It has been nearly twenty years since I started writing the book that would become Artifacts, so I have been doing armchair archaeology for a long time. Let me start this conversation by saying that I respect actual archaeologists a great deal. Archaeology encompasses so many physical and social sciences in its quest to tell us who we have been and who we are now, not to mention humanities subjects such as history and literature and language. It is a highly intellectual endeavor that is often accomplished with backbreaking labor and, let’s face it, hours of drudgery. My hat is off to the people who do this fascinating and important work.

My own interest in archaeology is very personal. My mother and sister and I brought home armloads of library books about archaeology over the years, and we had the opportunity to do a little amateur archaeology in the woods behind our house, which was built on the site of an old sawmill that operated around the time of World War I.

Fifty years later, the house where I grew up was built there. If you look behind this picture of my family—that’s me in the yellow dress—you will see a stretch of lawn between the driveway and the pine trees in the background. The grass never grew well in that area, because the earth was packed down in the early 20th century by a railroad spur used to carry the logs away. If you followed that packed earth into the woods, you found logging roads and borrow pits, not to mention trash pits full of really cool stuff that my mother the amateur archaeologist loved to dig up. And scattered through the 20th-century artifacts were arrowheads that were much, much older.

Red Bluff, Marion County, Mississippi
Credit: Ross Bouton

Credit: Icknield Ridgeway

Cleanup activities near Barataria Bay, Louisiana
after the 2010 Deepwater Horizon explosion
Credit: Mary Anna Evans

A personal note—I am not a natural finder, so I usually walked right on past the cool stuff. My mother would come along behind me and find it. I gave my archaeologist protagonist Faye Longchamp this knack for finding things that is almost like a sixth sense. Another aspect of my late parents that lives on in my books is my parents’ belief in education. My father always said that “No education is ever wasted,” and this is so very true for novelists. Thus, you’ll find places I’ve been and things I’ve learned buried in my books.

A place I loved to explore as a child, Red Bluff, was transmuted into Great Tiger Bluff in Relics.

And a college summer job working offshore informed my take on the Deepwater Horizon tragedy in Plunder.

In addition to my work on fiction, I research the work of Agatha Christie.

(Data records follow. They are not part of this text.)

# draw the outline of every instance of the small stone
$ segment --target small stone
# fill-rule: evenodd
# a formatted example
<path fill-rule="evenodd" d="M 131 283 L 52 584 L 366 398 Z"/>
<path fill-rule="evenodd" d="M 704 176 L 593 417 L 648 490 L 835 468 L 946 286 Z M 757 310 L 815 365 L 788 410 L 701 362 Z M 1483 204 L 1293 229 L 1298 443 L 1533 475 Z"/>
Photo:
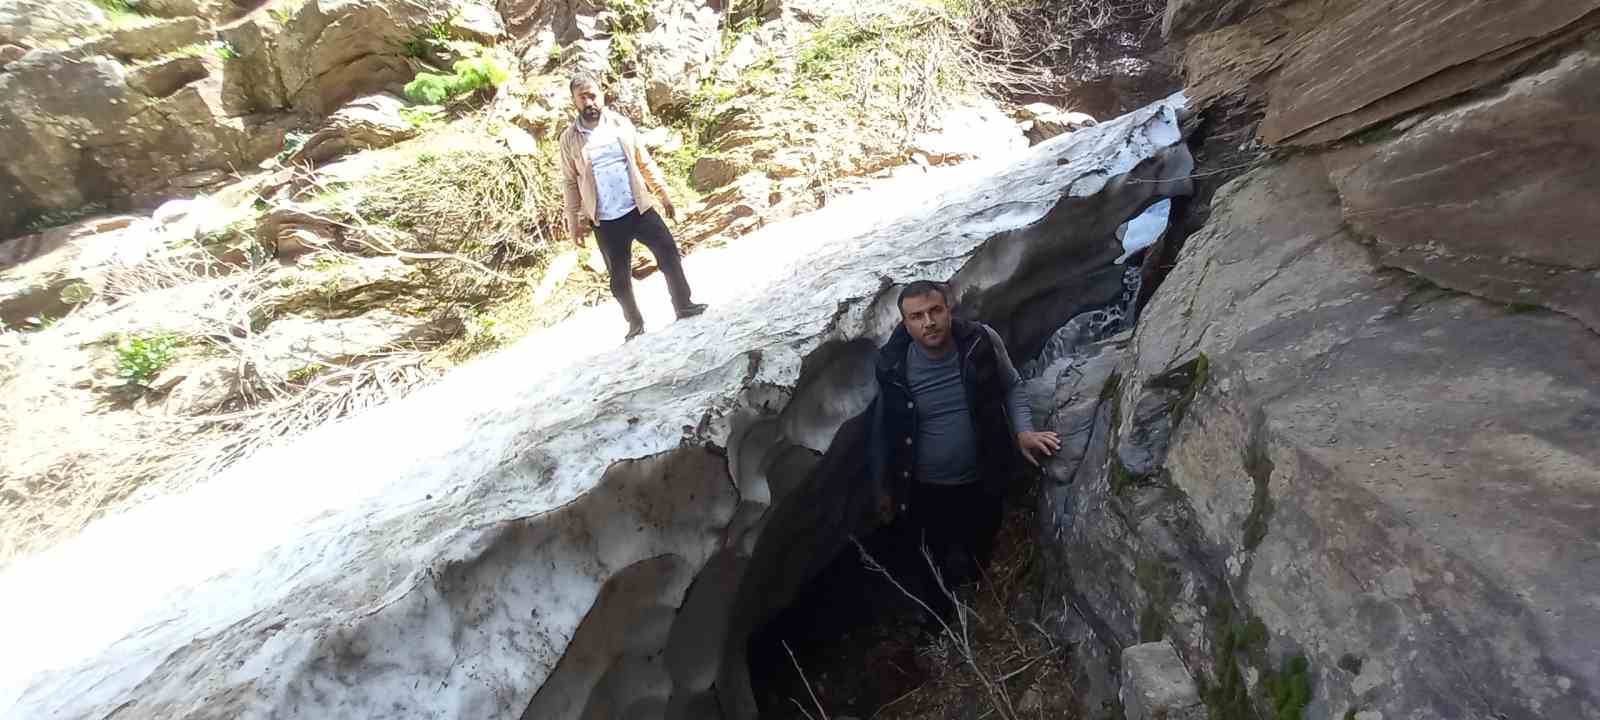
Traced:
<path fill-rule="evenodd" d="M 22 59 L 28 49 L 21 45 L 0 45 L 0 68 Z"/>
<path fill-rule="evenodd" d="M 450 19 L 450 32 L 462 40 L 490 45 L 506 36 L 506 24 L 494 8 L 467 3 Z"/>
<path fill-rule="evenodd" d="M 1043 705 L 1044 696 L 1039 693 L 1039 689 L 1028 688 L 1027 692 L 1022 693 L 1022 699 L 1017 701 L 1017 710 L 1024 714 L 1031 714 L 1039 712 Z"/>
<path fill-rule="evenodd" d="M 732 160 L 707 155 L 694 161 L 694 167 L 689 170 L 689 184 L 696 190 L 715 190 L 738 176 L 739 166 Z"/>
<path fill-rule="evenodd" d="M 1204 720 L 1200 691 L 1172 644 L 1135 645 L 1122 651 L 1122 706 L 1128 720 Z"/>

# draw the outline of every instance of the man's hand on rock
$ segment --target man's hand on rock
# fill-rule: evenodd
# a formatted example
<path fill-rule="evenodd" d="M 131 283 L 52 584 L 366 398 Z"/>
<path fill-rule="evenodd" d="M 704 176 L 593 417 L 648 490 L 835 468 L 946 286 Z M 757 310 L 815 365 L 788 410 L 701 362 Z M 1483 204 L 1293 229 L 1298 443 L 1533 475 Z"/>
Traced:
<path fill-rule="evenodd" d="M 673 222 L 678 221 L 678 209 L 672 206 L 671 200 L 662 200 L 661 210 L 666 213 L 668 220 Z"/>
<path fill-rule="evenodd" d="M 580 223 L 578 223 L 577 231 L 572 233 L 572 244 L 573 245 L 577 245 L 578 249 L 582 250 L 583 246 L 584 246 L 584 241 L 589 238 L 589 233 L 592 233 L 592 232 L 594 232 L 594 224 L 593 223 L 590 223 L 590 222 L 580 222 Z"/>
<path fill-rule="evenodd" d="M 1017 447 L 1022 448 L 1022 456 L 1039 466 L 1039 459 L 1034 456 L 1037 452 L 1044 457 L 1050 457 L 1061 451 L 1061 437 L 1053 432 L 1020 432 L 1017 433 Z"/>

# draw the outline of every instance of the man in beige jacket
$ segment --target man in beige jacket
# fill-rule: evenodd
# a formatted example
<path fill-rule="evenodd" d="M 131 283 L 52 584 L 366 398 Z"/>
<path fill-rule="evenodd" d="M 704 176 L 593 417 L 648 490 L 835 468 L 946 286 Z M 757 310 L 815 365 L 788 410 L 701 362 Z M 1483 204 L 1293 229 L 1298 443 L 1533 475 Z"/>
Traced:
<path fill-rule="evenodd" d="M 661 169 L 640 144 L 633 123 L 605 109 L 597 78 L 579 74 L 573 77 L 570 88 L 578 116 L 561 133 L 567 230 L 580 249 L 584 238 L 594 232 L 606 272 L 611 276 L 611 294 L 628 320 L 627 339 L 644 332 L 644 317 L 633 299 L 630 274 L 634 240 L 644 243 L 656 256 L 678 319 L 705 312 L 705 305 L 689 299 L 689 280 L 683 275 L 678 244 L 656 212 L 659 203 L 667 217 L 677 219 L 677 211 L 661 182 Z"/>

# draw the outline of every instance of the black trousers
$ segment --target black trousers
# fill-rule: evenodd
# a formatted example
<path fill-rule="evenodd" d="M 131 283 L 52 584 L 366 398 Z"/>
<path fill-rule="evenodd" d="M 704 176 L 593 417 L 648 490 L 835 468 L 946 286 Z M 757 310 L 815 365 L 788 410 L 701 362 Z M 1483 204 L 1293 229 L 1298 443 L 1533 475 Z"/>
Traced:
<path fill-rule="evenodd" d="M 914 563 L 914 588 L 918 597 L 934 611 L 948 616 L 953 604 L 939 590 L 933 568 L 944 577 L 944 585 L 954 592 L 957 586 L 982 579 L 994 553 L 995 533 L 1000 530 L 1004 505 L 1000 495 L 989 492 L 983 483 L 930 485 L 916 483 L 911 491 L 909 517 L 900 543 Z M 907 547 L 909 546 L 909 547 Z M 922 555 L 926 546 L 933 558 L 930 567 Z M 900 563 L 897 563 L 900 564 Z M 904 567 L 904 565 L 902 565 Z"/>
<path fill-rule="evenodd" d="M 640 213 L 629 210 L 615 220 L 605 220 L 595 226 L 595 238 L 600 245 L 600 256 L 605 258 L 606 273 L 611 276 L 611 295 L 622 306 L 622 316 L 629 325 L 640 325 L 644 316 L 639 314 L 639 303 L 633 299 L 633 241 L 638 240 L 656 257 L 656 266 L 667 279 L 667 292 L 672 295 L 672 306 L 679 310 L 688 307 L 689 279 L 683 275 L 683 260 L 678 255 L 678 243 L 672 231 L 656 211 Z"/>

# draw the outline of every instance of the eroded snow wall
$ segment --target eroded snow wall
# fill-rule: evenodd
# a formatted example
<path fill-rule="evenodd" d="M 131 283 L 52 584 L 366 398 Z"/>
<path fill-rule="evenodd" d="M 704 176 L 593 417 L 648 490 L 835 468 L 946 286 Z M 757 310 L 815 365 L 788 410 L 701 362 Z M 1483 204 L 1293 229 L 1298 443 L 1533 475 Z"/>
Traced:
<path fill-rule="evenodd" d="M 517 359 L 561 348 L 535 336 L 91 527 L 0 577 L 0 708 L 754 717 L 749 632 L 865 522 L 858 416 L 897 285 L 951 279 L 1037 351 L 1121 292 L 1117 227 L 1189 191 L 1180 103 L 893 219 L 773 226 L 730 249 L 748 292 L 700 319 L 542 375 Z"/>

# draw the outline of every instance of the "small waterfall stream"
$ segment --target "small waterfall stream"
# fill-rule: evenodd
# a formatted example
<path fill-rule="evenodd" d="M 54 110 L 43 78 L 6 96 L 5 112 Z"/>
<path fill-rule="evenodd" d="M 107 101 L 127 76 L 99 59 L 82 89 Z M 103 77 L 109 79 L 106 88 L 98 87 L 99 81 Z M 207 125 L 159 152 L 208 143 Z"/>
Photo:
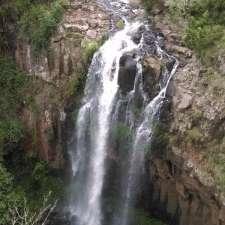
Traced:
<path fill-rule="evenodd" d="M 72 225 L 104 223 L 102 192 L 108 149 L 111 148 L 113 127 L 121 122 L 132 131 L 132 137 L 127 143 L 130 150 L 126 155 L 125 169 L 121 172 L 121 186 L 118 187 L 119 208 L 111 213 L 110 221 L 115 225 L 129 224 L 128 211 L 135 202 L 136 186 L 144 170 L 145 148 L 151 143 L 152 124 L 160 112 L 167 86 L 178 65 L 172 56 L 161 50 L 157 36 L 146 21 L 136 19 L 130 22 L 129 13 L 133 11 L 127 1 L 104 0 L 100 4 L 119 15 L 125 21 L 125 27 L 114 33 L 94 55 L 87 75 L 76 121 L 75 142 L 70 146 L 73 190 L 69 209 Z M 141 61 L 146 55 L 153 54 L 173 61 L 173 67 L 172 70 L 165 69 L 160 90 L 151 99 L 143 89 Z M 127 62 L 127 58 L 130 61 Z M 120 82 L 122 64 L 125 68 L 132 67 L 135 73 L 132 88 L 128 87 L 125 91 Z M 133 112 L 136 102 L 140 102 L 142 108 L 139 119 L 135 119 Z"/>

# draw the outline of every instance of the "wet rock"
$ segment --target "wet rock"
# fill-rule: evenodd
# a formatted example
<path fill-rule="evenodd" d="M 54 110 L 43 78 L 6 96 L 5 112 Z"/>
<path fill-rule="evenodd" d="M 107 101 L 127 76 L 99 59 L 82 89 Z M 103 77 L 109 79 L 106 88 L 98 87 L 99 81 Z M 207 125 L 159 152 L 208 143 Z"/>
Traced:
<path fill-rule="evenodd" d="M 134 81 L 137 73 L 136 65 L 135 55 L 132 53 L 125 54 L 120 58 L 118 84 L 123 94 L 128 93 L 134 88 Z"/>
<path fill-rule="evenodd" d="M 65 136 L 69 132 L 65 130 L 68 118 L 64 109 L 75 104 L 72 101 L 79 101 L 79 98 L 70 99 L 73 94 L 71 87 L 80 71 L 87 69 L 81 59 L 81 42 L 83 39 L 98 40 L 109 30 L 111 22 L 111 15 L 94 0 L 76 0 L 66 4 L 62 21 L 50 40 L 48 50 L 43 50 L 36 57 L 28 43 L 21 39 L 15 41 L 18 67 L 37 77 L 37 90 L 33 96 L 35 110 L 25 106 L 20 115 L 24 127 L 30 131 L 24 138 L 24 149 L 34 151 L 32 154 L 57 169 L 67 166 Z M 33 138 L 36 140 L 35 146 Z"/>
<path fill-rule="evenodd" d="M 141 37 L 142 37 L 142 34 L 141 33 L 135 33 L 133 36 L 132 36 L 132 40 L 135 44 L 139 44 L 140 41 L 141 41 Z"/>
<path fill-rule="evenodd" d="M 147 45 L 152 45 L 155 43 L 156 37 L 152 32 L 145 32 L 144 33 L 144 42 Z"/>
<path fill-rule="evenodd" d="M 162 63 L 156 57 L 147 57 L 143 62 L 143 89 L 153 97 L 159 86 Z"/>
<path fill-rule="evenodd" d="M 132 34 L 132 40 L 135 44 L 139 44 L 143 35 L 143 32 L 145 31 L 145 27 L 141 26 L 139 27 L 138 31 L 134 34 Z"/>

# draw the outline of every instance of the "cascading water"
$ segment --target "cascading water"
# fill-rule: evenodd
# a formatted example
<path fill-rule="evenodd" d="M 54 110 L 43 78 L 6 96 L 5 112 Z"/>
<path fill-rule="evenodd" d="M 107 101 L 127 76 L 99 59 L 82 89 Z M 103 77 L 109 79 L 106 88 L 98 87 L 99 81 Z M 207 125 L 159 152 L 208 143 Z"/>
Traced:
<path fill-rule="evenodd" d="M 112 212 L 112 223 L 127 225 L 129 208 L 135 201 L 135 186 L 144 169 L 145 148 L 151 142 L 152 123 L 165 99 L 167 86 L 174 74 L 165 70 L 161 91 L 150 100 L 143 91 L 141 60 L 145 55 L 158 54 L 171 59 L 154 41 L 146 36 L 150 30 L 145 22 L 129 21 L 131 9 L 126 1 L 102 1 L 103 7 L 125 21 L 123 30 L 116 32 L 94 55 L 89 68 L 85 94 L 78 113 L 75 143 L 70 146 L 73 172 L 73 189 L 70 195 L 72 225 L 101 225 L 104 221 L 102 192 L 105 183 L 106 156 L 110 147 L 113 126 L 124 122 L 133 131 L 127 166 L 121 175 L 118 203 L 121 210 Z M 119 84 L 122 58 L 132 58 L 135 79 L 133 87 L 123 93 Z M 174 59 L 173 59 L 174 60 Z M 130 63 L 125 63 L 129 67 Z M 139 99 L 143 115 L 136 121 L 132 111 Z M 123 111 L 122 108 L 125 110 Z M 121 116 L 120 114 L 124 114 Z M 117 212 L 116 212 L 117 211 Z M 120 212 L 118 212 L 120 211 Z M 119 218 L 118 218 L 119 217 Z"/>

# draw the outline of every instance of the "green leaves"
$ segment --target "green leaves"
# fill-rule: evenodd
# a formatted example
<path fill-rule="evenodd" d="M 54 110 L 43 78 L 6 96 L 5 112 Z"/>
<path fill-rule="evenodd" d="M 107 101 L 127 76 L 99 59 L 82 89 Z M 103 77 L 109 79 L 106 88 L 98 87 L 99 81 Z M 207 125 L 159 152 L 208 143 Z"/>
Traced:
<path fill-rule="evenodd" d="M 35 52 L 48 47 L 50 37 L 55 32 L 63 15 L 63 6 L 56 1 L 50 6 L 28 5 L 21 16 L 21 35 L 30 42 Z"/>
<path fill-rule="evenodd" d="M 23 137 L 17 111 L 25 100 L 27 84 L 28 78 L 17 70 L 12 59 L 0 56 L 0 151 L 5 142 L 16 143 Z"/>

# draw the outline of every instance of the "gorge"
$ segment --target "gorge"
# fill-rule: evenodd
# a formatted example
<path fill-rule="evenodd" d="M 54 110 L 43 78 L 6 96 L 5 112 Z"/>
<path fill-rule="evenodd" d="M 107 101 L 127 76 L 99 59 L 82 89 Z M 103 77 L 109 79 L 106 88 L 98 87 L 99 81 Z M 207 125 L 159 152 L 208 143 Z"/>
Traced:
<path fill-rule="evenodd" d="M 0 225 L 225 224 L 223 1 L 0 7 Z"/>
<path fill-rule="evenodd" d="M 69 208 L 72 224 L 101 225 L 105 221 L 104 224 L 127 225 L 132 224 L 129 211 L 135 205 L 136 192 L 141 191 L 139 182 L 145 170 L 146 151 L 151 148 L 154 126 L 178 62 L 160 48 L 159 37 L 152 32 L 147 21 L 142 21 L 144 18 L 133 17 L 131 22 L 132 8 L 129 5 L 120 1 L 105 1 L 101 5 L 117 14 L 124 28 L 112 34 L 100 47 L 89 67 L 77 116 L 75 143 L 70 147 L 74 185 Z M 146 78 L 141 62 L 147 57 L 156 58 L 161 63 L 158 84 L 155 84 L 159 88 L 155 93 L 144 89 Z M 135 107 L 141 108 L 138 116 Z M 122 132 L 123 136 L 126 136 L 125 132 L 130 133 L 129 140 L 123 143 L 130 149 L 122 157 L 124 147 L 116 146 L 117 132 Z M 125 165 L 121 166 L 119 178 L 113 178 L 119 180 L 118 196 L 114 196 L 118 202 L 113 207 L 121 212 L 114 212 L 114 209 L 111 218 L 104 220 L 102 211 L 108 207 L 103 205 L 102 199 L 104 178 L 112 179 L 106 174 L 108 149 L 116 151 L 110 154 L 118 154 Z M 105 195 L 111 198 L 107 190 Z"/>

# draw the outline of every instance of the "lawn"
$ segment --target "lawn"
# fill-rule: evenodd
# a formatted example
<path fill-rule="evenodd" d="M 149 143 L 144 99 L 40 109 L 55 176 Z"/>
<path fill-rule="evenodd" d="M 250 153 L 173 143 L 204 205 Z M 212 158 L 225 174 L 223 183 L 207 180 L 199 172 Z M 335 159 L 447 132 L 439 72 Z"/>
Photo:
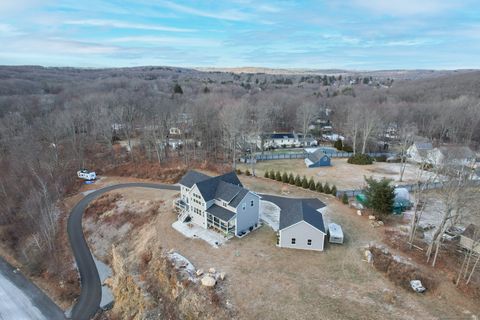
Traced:
<path fill-rule="evenodd" d="M 240 164 L 238 168 L 242 171 L 246 169 L 252 171 L 251 165 Z M 292 172 L 294 175 L 305 175 L 307 178 L 313 177 L 315 181 L 336 185 L 338 190 L 362 188 L 365 181 L 364 176 L 372 176 L 376 179 L 385 177 L 392 179 L 395 184 L 414 183 L 419 173 L 416 165 L 407 164 L 403 181 L 400 182 L 400 164 L 398 163 L 375 162 L 372 165 L 361 166 L 349 164 L 345 158 L 333 158 L 332 166 L 320 168 L 307 168 L 303 159 L 259 161 L 255 165 L 255 174 L 263 177 L 265 170 L 272 169 L 280 172 Z M 423 176 L 429 177 L 430 174 L 424 172 Z"/>

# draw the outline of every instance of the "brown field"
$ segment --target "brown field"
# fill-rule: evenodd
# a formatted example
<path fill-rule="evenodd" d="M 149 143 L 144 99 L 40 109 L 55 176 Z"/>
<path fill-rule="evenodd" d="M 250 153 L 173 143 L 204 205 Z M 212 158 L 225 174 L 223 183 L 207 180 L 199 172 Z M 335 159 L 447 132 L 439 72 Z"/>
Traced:
<path fill-rule="evenodd" d="M 239 169 L 252 171 L 251 165 L 240 164 Z M 407 164 L 403 182 L 399 182 L 400 164 L 375 162 L 372 165 L 354 165 L 347 163 L 347 159 L 332 159 L 332 166 L 320 168 L 307 168 L 303 159 L 288 160 L 271 160 L 260 161 L 255 165 L 255 173 L 257 176 L 263 177 L 265 170 L 279 170 L 280 172 L 292 172 L 294 175 L 305 175 L 307 178 L 313 177 L 315 181 L 328 182 L 330 185 L 335 184 L 337 189 L 359 189 L 363 187 L 364 176 L 374 177 L 376 179 L 389 178 L 394 183 L 408 184 L 414 183 L 417 179 L 418 168 L 413 164 Z M 428 176 L 428 172 L 424 172 L 423 176 Z"/>
<path fill-rule="evenodd" d="M 111 243 L 102 242 L 110 239 L 129 252 L 131 266 L 139 264 L 146 248 L 173 248 L 196 268 L 226 272 L 223 298 L 238 311 L 239 319 L 472 319 L 479 314 L 478 304 L 465 299 L 448 281 L 418 295 L 395 286 L 366 263 L 364 247 L 381 242 L 383 228 L 372 228 L 366 217 L 357 216 L 332 196 L 263 178 L 241 179 L 257 192 L 320 197 L 329 205 L 329 219 L 342 225 L 346 243 L 328 245 L 324 252 L 280 249 L 275 246 L 273 230 L 263 226 L 215 249 L 202 240 L 185 238 L 171 227 L 176 214 L 170 201 L 178 193 L 142 188 L 117 191 L 122 195 L 121 206 L 162 201 L 159 213 L 135 232 L 112 237 L 108 235 L 112 228 L 98 228 L 90 233 L 91 243 L 99 247 L 96 252 L 105 254 Z M 90 224 L 88 228 L 94 227 Z"/>

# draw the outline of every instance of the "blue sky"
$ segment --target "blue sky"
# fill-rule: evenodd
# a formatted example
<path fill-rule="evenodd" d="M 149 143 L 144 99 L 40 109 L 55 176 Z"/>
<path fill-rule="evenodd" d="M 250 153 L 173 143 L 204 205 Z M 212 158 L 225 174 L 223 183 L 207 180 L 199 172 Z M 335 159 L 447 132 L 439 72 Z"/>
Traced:
<path fill-rule="evenodd" d="M 0 64 L 480 68 L 476 0 L 1 0 Z"/>

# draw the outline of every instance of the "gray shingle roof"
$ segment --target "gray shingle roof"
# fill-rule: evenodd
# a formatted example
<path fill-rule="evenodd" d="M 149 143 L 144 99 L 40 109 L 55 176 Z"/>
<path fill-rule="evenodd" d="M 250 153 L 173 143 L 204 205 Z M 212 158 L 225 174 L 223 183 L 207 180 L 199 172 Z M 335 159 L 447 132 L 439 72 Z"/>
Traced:
<path fill-rule="evenodd" d="M 320 161 L 325 156 L 325 153 L 321 149 L 315 150 L 315 152 L 310 152 L 307 155 L 308 160 L 313 163 Z"/>
<path fill-rule="evenodd" d="M 226 182 L 227 184 L 233 184 L 235 186 L 243 188 L 242 183 L 240 182 L 240 180 L 238 180 L 237 175 L 233 171 L 229 172 L 229 173 L 226 173 L 226 174 L 223 174 L 221 176 L 217 176 L 217 177 L 213 177 L 213 178 L 209 177 L 209 178 L 210 179 L 200 181 L 196 184 L 198 190 L 200 191 L 200 193 L 201 193 L 201 195 L 202 195 L 202 197 L 205 201 L 210 201 L 210 200 L 213 200 L 213 199 L 216 198 L 217 190 L 219 189 L 218 186 L 219 186 L 220 182 L 222 182 L 222 181 Z M 232 193 L 231 191 L 232 190 L 229 189 L 229 191 L 225 191 L 225 193 L 223 193 L 222 190 L 219 190 L 218 192 L 219 192 L 219 195 L 225 196 L 225 197 L 228 198 L 228 196 L 231 195 L 231 193 Z M 235 195 L 233 195 L 232 198 L 234 196 Z M 222 200 L 224 200 L 224 199 L 222 199 Z M 230 201 L 230 200 L 231 199 L 229 199 L 228 201 Z"/>
<path fill-rule="evenodd" d="M 213 216 L 223 220 L 223 221 L 230 221 L 235 216 L 235 212 L 227 210 L 223 207 L 217 206 L 216 204 L 212 205 L 208 208 L 207 213 L 212 214 Z"/>
<path fill-rule="evenodd" d="M 415 142 L 417 150 L 432 150 L 433 146 L 430 142 Z"/>
<path fill-rule="evenodd" d="M 317 210 L 325 204 L 316 198 L 285 198 L 271 195 L 261 195 L 263 200 L 275 203 L 280 207 L 279 230 L 285 229 L 300 221 L 305 221 L 314 228 L 325 233 L 323 216 Z"/>
<path fill-rule="evenodd" d="M 235 184 L 220 181 L 217 185 L 217 191 L 215 192 L 215 199 L 230 202 L 242 189 L 242 187 Z"/>
<path fill-rule="evenodd" d="M 247 189 L 240 190 L 240 192 L 235 196 L 235 198 L 233 198 L 232 201 L 230 201 L 229 205 L 236 208 L 240 204 L 240 202 L 243 200 L 243 198 L 245 198 L 247 193 L 248 193 Z"/>
<path fill-rule="evenodd" d="M 187 188 L 193 187 L 194 184 L 199 183 L 200 181 L 204 181 L 210 179 L 210 176 L 206 174 L 200 173 L 198 171 L 189 170 L 183 177 L 180 179 L 179 183 Z"/>

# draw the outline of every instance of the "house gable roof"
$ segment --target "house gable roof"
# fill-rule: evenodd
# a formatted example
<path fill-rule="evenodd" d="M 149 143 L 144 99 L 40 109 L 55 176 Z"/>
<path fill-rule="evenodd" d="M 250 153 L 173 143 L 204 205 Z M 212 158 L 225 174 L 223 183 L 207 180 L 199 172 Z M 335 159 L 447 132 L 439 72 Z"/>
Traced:
<path fill-rule="evenodd" d="M 314 152 L 309 152 L 307 154 L 308 160 L 313 163 L 320 161 L 324 156 L 326 156 L 326 154 L 321 149 L 317 149 Z"/>
<path fill-rule="evenodd" d="M 438 151 L 451 159 L 475 159 L 476 154 L 467 146 L 442 146 Z"/>
<path fill-rule="evenodd" d="M 210 176 L 207 176 L 206 174 L 203 174 L 198 171 L 194 170 L 189 170 L 183 177 L 180 179 L 178 182 L 182 186 L 185 186 L 187 188 L 193 187 L 194 184 L 199 183 L 201 181 L 210 179 Z"/>
<path fill-rule="evenodd" d="M 270 139 L 294 139 L 293 133 L 272 133 Z"/>
<path fill-rule="evenodd" d="M 432 150 L 433 145 L 431 142 L 415 142 L 414 143 L 417 150 Z"/>
<path fill-rule="evenodd" d="M 462 236 L 472 239 L 473 241 L 480 240 L 480 229 L 474 224 L 469 224 L 468 227 L 463 231 Z"/>
<path fill-rule="evenodd" d="M 245 198 L 248 192 L 249 191 L 247 189 L 240 190 L 240 192 L 235 196 L 235 198 L 230 201 L 229 205 L 236 208 L 243 200 L 243 198 Z"/>
<path fill-rule="evenodd" d="M 224 184 L 222 183 L 220 186 L 221 182 Z M 233 186 L 227 186 L 227 184 Z M 221 176 L 209 177 L 209 179 L 202 180 L 196 183 L 196 185 L 205 201 L 217 198 L 217 192 L 219 199 L 230 201 L 240 192 L 240 189 L 243 188 L 238 176 L 233 171 Z"/>
<path fill-rule="evenodd" d="M 288 199 L 280 211 L 279 229 L 288 228 L 300 221 L 305 221 L 325 233 L 323 216 L 317 210 L 325 207 L 318 199 Z"/>

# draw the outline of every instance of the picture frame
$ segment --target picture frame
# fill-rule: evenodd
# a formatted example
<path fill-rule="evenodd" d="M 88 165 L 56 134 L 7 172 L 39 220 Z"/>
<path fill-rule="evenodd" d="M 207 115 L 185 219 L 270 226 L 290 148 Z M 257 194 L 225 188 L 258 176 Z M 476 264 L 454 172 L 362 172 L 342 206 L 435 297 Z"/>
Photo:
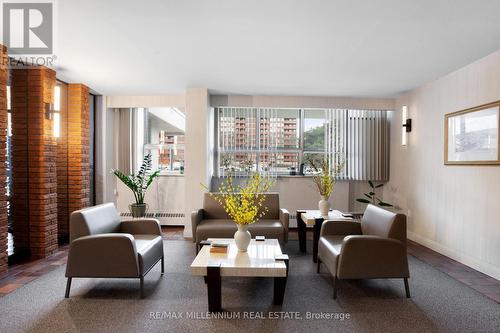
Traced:
<path fill-rule="evenodd" d="M 448 113 L 445 165 L 500 165 L 500 101 Z"/>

As the wife of an archaeologist, Christie wrote about archaeological work in both fiction and nonfiction, notably in Come Tell Me How You Live and Appointment with Death.

I wrote about the links between Christie and archaeology for CrimeReads: On Archaeology and Crime Fiction

I’m often asked why archaeology has been such a popular backdrop for mystery writers over the years. My answer usually has four parts:

  • Archaeology is exciting. The Indiana Jones effect cannot be denied.
  • There is always an allure to any treasure hunt.
  • Archaeology gives a mystery protagonist an excuse to be digging up trouble, namely dead bodies.
  • Fiction is a tricky beast. You must get your reader to suspend disbelief. If you give your story a background that speaks of realism and authenticity, your readers will believe you. Science has that grounding of realism and archaeology is a science.

Faye and I are glad you’re interested in archaeology and her archaeological mysteries. You keep us digging up trouble!